Age of War

by on 04/12/2014

- Simple and straightfoward gameplay is easy to learn
- Artwork looks amazing!


- It's a dice game, so luck plays a huge part in planning your 'strategy'
- Doesn't really live up to the epic sounding title

Editor Rating
Total Score


Don’t let the epic name fool you; Age of War is a tiny game of conquest set in feudalJapan. Created by legendary designer Reiner Knizia and published by Fantasy Flight Games, does this game live up to the pedigree?

The game play of AoW is fairly straightfoward. The players set out 14 Castle cards which feature rows of symbols (such as an archer or cavalry) and a number, which represents how many victory points the card is worth. Players can ‘defeat’ a Castle by rolling the seven custom dice at the beginning of their turn, then trying to match the dice results to the symbols on each card. However, a player can only place the dice if they can complete the whole row; no half measures!

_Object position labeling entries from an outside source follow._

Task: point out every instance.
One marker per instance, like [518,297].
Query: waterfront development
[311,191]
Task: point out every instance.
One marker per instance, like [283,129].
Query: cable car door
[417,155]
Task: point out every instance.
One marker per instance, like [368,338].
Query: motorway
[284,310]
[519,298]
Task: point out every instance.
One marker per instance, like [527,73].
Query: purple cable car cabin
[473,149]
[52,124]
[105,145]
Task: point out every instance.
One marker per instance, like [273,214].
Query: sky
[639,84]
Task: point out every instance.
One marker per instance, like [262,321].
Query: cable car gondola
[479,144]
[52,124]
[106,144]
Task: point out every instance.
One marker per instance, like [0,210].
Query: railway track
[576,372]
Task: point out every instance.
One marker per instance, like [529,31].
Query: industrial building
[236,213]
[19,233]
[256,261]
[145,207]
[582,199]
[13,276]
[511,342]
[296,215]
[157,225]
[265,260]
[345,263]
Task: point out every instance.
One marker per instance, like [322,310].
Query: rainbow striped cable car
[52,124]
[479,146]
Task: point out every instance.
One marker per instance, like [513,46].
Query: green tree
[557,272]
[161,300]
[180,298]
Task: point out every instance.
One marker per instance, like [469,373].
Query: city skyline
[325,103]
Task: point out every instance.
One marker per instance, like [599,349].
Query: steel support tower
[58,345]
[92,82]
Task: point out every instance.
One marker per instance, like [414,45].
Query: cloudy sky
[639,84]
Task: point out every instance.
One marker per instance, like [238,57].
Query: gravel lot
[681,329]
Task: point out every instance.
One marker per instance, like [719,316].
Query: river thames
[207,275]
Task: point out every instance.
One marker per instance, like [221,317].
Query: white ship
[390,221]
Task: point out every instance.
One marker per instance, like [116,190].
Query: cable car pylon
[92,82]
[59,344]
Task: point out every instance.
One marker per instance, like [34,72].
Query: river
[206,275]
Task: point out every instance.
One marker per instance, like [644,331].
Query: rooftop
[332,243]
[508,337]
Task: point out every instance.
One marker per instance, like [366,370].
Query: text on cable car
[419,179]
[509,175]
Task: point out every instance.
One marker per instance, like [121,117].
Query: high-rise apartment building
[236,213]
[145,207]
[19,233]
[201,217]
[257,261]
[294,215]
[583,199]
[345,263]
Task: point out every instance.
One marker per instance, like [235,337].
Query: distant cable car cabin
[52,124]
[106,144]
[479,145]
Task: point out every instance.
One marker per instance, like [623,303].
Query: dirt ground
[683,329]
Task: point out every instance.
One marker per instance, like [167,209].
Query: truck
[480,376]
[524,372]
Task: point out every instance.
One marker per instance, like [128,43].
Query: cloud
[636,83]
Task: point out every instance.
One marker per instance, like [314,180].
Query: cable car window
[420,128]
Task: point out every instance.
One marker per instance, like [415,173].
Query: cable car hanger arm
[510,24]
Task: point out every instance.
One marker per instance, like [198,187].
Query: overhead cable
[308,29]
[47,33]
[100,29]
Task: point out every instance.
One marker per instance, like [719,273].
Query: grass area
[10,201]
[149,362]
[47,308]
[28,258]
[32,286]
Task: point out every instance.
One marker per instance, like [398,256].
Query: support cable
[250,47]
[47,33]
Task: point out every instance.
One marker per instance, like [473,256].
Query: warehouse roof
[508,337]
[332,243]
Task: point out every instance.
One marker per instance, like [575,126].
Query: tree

Everything in the little box

To make the game play more complex, players can only complete one row at a time, so even if you’re lucky enough to roll all the symbols you need in one go, you can only assign dice to one row. You then have to roll the remaining dice and hope to match another row. If unsuccessful, the player has the option to lose one die from their pool and then roll again. This continues until the player either completes all the rows, thus defeating the Castle and getting to take the card for the victory points printed on it, or the player runs out of dice. If this occurs, the dice get passed to the next player.

Another wrinkle is that even if you defeat a Castle and claim the card, the other players at the table can choose to instead try and steal your card for themselves. This is done by matching the symbols as before, except that the attacking player also needs to roll an extra Daimyo symbol in the top left of the card. This makes taking the Castle from a player more difficult than taking one of the unclaimed Castles. I love this feature of the gameplay, as it means players are not immune to the predations of the other players. It keeps the game engaging too, as players have the opportunity to get back into the game if someone is streaking ahead on victory points.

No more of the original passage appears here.